All you need to do to stop famine mode is to:
- eat 3 regular small meals, always including a protein portion (meat, chicken, fish, beans, legumes, tofu) plus plenty of vegetables – avoid starchy vegetables such as pumpkin or potato and lay off the pasta and bread
- have 2 snacks per day – nuts, fruit, yoghurt (this will also keep your blood sugar levels in balance so you won't get cravings).
- Get a pedometer – Walking is the easiest exercise and the pedometer helps you set your goals for increasing your activity. Measure how many steps you normally take in a day and then aim to increase this regularly. Set yourself a goal. For example to increase your steps by 1000 you would build up by taking 250 more steps each day. It would take you 4 days to get to your goal. Exercise not only stabilizes your metabolism and blood sugar, it helps to keep hot flushes at bay. Walking also has a calming effect so it will help to keep pre-Christmas anxiety in check.

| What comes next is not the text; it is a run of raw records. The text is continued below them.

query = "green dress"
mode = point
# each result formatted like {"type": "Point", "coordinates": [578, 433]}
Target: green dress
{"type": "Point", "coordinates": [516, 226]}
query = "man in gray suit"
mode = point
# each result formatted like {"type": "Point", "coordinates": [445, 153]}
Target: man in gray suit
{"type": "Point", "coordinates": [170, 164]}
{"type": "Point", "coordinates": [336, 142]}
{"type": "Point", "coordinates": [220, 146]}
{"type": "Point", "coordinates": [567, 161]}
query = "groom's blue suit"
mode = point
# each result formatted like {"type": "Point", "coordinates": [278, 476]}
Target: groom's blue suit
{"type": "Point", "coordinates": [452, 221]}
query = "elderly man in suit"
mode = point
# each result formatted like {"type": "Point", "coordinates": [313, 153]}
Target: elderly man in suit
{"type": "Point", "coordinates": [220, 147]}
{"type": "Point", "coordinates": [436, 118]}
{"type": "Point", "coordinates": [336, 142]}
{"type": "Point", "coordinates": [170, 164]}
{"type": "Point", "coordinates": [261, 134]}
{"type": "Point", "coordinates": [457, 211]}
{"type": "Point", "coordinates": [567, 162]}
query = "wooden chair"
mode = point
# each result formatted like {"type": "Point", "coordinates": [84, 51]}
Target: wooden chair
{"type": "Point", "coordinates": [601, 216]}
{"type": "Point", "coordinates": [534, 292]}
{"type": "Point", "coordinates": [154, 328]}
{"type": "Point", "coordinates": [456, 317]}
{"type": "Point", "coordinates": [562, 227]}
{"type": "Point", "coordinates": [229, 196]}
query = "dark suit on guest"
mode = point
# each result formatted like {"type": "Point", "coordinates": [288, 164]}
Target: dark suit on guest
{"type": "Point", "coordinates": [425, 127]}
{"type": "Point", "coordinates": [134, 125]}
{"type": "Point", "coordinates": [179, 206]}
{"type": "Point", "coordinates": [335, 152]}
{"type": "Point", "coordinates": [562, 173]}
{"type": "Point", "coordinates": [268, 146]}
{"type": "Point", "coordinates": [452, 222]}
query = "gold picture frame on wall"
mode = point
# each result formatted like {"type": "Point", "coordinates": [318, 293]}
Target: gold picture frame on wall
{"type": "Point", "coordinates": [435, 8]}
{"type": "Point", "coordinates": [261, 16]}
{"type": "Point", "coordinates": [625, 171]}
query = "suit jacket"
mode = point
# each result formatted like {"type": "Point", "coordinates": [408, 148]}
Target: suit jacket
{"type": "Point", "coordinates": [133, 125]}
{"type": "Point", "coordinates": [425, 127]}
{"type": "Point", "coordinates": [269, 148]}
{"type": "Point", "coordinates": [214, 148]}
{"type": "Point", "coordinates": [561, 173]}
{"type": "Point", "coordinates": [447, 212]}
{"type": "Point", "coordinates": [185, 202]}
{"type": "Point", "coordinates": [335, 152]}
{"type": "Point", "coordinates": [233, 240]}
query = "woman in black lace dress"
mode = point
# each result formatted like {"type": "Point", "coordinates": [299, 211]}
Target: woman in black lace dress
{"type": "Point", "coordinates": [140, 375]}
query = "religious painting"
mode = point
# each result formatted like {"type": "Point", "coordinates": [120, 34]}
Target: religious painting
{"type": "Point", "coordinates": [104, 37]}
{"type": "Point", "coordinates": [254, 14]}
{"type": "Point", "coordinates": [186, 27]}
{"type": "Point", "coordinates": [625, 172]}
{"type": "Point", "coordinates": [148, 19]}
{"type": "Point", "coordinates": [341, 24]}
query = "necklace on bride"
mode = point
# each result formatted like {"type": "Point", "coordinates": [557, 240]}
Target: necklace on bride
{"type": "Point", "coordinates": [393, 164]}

- Avoid wine and other alcohol – It will worsen your hot flushes and disrupt your sleep. At parties or when dining out have no more than 1 glass of white wine or 2 white wine spritzers (half wine, half sparkling mineral water) or soda water with a slice of lemon and ice. Alcohol stimulates your appetite and this will make it harder to make good food choices when eating out.
- Give yourself time out. Find a way to be alone and quiet each day, for half an hour if you can, but any amount of time (even 10 minutes) will help to calm your spirit and help you get perspective.
- Get up 15 minutes earlier.
- Water your garden.
- Read an inspirational book.
- Go to the park.
- Walk the dog.
- Go to bed 15 minutes earlier.
It doesn't really matter what or how, but do it. Find a way to be alone and quiet every day. Stress and anxiety stimulate fat building hormones, so it is important to find ways to calm yourself, especially if Christmas is a tense and difficult time for you.
- When eating out or at parties, focus on the good food choices.
These include choosing:- salsa or tomato-based dips rather than cream cheese
- celery and carrot sticks instead of crackers.
- move the bread and butter out of your way
- order 2 entrée-size meals rather than 1 entrée and 1 main
- go for the fish and seafood (grilled or pan fried)
- ask for a fresh salad or steamed vegetables with dressing on the side
- avoid the pasta or deep fried dishes
- choose tomato-based sauces
- have a fruit platter for desert.
- Support yourself through hormonal changes with the menopausal health diet. This emphasizes foods that help you adjust to the falling hormone levels.